C’est là que Bitcoin entre en scène. Visser relie la configuration actuelle à la création de Bitcoin lors de la crise financière de 2008-09, affirmant que la conception de Satoshi Nakamoto était une réponse directe à un système monétaire dépendant de plans de sauvetage, d’interventions et d’augmentation des garanties lorsque le stress devient intolérable.
“Le Bitcoin est né en réponse à un système dans lequel les gouvernements et les banques centrales pouvaient toujours créer plus d’argent, offrir plus de garanties et socialiser davantage de pertes lorsque la structure devenait trop fragile pour résister à la discipline”, écrit-il. “Que vous le considériez comme une protestation, un horodatage ou les deux, le message était sans équivoque.”
Sa conclusion est que Bitcoin ne nécessite pas d’hyperinflation pour valider cette thèse.
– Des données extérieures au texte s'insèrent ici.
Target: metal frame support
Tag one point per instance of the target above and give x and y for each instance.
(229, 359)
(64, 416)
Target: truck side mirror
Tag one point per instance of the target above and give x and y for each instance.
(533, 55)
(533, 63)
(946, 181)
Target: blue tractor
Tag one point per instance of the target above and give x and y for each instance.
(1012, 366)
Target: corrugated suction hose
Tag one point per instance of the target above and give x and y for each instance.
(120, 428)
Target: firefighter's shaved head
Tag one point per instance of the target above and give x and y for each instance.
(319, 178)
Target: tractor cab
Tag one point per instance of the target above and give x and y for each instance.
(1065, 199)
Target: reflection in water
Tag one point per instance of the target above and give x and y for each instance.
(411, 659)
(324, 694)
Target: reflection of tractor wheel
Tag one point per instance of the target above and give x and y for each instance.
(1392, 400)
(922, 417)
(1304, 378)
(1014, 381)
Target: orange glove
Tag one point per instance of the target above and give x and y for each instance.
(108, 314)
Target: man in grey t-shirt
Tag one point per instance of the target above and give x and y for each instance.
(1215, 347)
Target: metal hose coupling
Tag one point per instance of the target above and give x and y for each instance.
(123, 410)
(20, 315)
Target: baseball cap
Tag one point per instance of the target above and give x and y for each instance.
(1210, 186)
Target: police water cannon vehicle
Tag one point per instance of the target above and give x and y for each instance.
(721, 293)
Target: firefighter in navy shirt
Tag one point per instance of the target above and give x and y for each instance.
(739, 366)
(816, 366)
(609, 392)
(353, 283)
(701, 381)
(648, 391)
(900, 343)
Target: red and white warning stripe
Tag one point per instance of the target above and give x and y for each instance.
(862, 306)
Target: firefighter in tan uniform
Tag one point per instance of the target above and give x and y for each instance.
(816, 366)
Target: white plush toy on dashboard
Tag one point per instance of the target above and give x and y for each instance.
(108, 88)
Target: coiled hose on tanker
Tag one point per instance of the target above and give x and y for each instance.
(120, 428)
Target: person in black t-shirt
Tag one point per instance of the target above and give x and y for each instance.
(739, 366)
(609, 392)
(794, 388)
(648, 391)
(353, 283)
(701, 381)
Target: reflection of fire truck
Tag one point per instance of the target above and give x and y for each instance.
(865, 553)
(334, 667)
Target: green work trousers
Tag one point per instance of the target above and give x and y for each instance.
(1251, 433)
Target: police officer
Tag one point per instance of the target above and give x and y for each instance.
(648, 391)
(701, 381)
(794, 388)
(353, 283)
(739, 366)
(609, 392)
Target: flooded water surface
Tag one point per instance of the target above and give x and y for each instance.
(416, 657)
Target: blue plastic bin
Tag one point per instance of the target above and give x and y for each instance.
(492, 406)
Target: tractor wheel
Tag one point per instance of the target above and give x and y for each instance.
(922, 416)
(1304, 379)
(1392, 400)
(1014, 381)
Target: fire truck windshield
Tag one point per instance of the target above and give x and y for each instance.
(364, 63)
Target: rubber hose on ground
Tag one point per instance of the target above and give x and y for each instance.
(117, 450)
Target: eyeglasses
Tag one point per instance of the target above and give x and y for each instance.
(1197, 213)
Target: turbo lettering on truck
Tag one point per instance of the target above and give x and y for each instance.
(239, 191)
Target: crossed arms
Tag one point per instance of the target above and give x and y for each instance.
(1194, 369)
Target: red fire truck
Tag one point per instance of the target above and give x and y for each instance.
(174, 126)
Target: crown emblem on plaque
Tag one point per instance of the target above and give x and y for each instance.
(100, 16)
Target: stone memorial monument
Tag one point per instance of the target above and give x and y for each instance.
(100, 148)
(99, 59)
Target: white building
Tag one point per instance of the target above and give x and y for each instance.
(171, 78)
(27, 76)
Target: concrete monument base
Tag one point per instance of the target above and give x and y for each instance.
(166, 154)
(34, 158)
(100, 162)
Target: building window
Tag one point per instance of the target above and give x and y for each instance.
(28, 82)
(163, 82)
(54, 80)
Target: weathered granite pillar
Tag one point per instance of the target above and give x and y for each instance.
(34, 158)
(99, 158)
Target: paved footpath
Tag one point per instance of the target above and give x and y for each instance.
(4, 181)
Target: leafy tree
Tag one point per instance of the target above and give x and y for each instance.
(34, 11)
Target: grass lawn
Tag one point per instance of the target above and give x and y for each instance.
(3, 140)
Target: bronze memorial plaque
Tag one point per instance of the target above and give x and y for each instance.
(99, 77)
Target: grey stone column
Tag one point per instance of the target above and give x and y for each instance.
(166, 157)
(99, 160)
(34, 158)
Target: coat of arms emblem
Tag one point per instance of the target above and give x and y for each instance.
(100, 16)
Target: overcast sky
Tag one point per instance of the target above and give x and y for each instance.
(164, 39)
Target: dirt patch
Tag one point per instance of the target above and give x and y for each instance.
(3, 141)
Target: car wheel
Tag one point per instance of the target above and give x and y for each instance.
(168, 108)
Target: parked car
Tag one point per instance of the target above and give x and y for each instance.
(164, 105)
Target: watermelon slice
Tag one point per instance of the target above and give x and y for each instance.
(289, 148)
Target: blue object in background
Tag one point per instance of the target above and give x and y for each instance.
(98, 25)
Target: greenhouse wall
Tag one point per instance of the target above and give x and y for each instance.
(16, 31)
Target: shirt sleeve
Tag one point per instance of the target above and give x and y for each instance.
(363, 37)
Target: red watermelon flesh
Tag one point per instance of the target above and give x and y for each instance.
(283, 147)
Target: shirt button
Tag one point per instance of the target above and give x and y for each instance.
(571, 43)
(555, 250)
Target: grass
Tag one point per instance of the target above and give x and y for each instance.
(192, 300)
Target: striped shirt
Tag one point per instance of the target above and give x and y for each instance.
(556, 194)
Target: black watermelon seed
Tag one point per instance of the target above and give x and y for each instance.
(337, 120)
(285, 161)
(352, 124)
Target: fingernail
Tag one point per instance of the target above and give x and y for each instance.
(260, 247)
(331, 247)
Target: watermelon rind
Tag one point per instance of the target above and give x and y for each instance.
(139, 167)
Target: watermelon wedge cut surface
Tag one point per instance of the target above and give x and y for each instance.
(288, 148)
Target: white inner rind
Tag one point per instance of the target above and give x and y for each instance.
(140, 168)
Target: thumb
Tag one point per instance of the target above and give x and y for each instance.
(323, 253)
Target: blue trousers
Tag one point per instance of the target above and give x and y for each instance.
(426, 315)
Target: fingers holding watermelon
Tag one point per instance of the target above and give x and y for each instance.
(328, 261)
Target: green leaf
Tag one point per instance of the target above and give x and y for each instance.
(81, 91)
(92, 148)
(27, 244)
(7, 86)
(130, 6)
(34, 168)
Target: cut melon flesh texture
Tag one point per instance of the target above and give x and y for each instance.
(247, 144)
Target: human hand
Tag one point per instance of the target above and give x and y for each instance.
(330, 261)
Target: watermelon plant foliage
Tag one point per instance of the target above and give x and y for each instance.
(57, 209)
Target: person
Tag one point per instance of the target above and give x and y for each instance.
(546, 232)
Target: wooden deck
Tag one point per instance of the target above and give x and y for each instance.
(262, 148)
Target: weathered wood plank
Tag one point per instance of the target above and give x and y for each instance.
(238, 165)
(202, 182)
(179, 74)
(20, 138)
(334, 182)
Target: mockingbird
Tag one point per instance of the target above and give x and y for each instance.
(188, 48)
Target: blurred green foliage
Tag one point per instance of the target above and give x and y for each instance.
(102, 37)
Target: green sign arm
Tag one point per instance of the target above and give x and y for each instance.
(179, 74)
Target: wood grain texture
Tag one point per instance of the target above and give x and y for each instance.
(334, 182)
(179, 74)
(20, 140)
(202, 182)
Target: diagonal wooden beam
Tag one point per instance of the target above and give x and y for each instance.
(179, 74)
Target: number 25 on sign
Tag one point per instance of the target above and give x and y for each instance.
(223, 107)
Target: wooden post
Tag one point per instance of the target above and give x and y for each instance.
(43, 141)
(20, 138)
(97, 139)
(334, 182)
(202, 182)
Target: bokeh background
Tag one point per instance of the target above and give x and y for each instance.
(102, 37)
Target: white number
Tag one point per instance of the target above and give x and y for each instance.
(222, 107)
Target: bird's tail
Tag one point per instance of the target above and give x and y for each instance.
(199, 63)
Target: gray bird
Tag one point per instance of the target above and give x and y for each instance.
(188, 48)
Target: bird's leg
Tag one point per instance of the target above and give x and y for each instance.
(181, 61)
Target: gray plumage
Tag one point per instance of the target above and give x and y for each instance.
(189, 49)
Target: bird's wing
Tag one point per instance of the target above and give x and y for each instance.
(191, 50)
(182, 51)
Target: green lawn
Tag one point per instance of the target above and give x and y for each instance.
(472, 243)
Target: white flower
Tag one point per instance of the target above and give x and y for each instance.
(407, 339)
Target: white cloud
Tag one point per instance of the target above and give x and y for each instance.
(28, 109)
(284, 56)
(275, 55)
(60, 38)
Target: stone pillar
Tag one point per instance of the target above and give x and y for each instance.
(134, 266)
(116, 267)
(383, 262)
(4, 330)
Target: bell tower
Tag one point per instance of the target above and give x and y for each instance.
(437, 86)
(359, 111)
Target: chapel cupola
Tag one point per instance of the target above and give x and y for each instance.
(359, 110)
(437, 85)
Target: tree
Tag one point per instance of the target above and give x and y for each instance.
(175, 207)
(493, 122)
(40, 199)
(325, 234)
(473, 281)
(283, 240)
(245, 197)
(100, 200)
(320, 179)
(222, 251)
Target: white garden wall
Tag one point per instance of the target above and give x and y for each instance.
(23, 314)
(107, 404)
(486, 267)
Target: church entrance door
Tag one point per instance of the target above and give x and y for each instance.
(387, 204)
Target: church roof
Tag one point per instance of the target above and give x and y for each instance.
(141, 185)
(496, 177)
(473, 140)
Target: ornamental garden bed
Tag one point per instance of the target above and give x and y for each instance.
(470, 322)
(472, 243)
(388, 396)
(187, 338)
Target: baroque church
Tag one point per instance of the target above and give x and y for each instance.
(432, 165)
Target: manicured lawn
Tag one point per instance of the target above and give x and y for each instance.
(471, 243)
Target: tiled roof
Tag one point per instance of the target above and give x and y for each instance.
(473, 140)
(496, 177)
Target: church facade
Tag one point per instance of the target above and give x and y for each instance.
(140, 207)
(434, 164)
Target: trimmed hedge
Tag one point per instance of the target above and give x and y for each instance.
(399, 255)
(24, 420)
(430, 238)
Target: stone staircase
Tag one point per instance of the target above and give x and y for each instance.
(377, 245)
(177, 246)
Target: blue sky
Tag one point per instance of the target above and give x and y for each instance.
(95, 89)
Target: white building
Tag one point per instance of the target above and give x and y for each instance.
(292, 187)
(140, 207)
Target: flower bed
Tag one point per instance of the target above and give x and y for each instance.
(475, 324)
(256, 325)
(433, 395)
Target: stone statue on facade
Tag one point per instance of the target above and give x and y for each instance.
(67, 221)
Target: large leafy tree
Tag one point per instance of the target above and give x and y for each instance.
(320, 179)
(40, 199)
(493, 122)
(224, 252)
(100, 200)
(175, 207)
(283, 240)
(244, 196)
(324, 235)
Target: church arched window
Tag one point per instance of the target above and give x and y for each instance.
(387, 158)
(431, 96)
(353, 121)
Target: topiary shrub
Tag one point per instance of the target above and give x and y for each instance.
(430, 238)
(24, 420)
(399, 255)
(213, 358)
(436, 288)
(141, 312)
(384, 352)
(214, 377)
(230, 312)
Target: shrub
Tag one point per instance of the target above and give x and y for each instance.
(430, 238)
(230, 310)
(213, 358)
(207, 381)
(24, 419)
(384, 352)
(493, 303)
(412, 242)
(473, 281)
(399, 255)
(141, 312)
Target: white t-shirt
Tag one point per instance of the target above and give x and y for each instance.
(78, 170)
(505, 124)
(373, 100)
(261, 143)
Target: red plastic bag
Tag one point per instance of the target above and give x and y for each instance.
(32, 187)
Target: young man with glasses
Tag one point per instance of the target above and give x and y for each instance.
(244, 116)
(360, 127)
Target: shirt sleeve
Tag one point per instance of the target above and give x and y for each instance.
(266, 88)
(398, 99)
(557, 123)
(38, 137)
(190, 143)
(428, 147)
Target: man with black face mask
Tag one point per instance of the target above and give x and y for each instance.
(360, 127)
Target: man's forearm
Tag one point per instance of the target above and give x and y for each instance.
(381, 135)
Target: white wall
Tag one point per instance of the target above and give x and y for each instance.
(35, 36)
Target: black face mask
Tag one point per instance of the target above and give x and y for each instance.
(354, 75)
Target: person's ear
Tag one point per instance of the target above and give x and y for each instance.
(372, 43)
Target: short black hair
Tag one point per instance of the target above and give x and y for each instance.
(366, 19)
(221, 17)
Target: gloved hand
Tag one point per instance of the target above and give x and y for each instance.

Il suffit pour cela que les marchés croient que chaque lutte contre l’inflation sera plus courte, que chaque cycle d’assouplissement interviendra plus tôt et que chaque ralentissement dans un système très endetté poussera les autorités à revenir à des politiques accommodantes.
Au moment de mettre sous presse, Bitcoin se négociait à 66 466 $.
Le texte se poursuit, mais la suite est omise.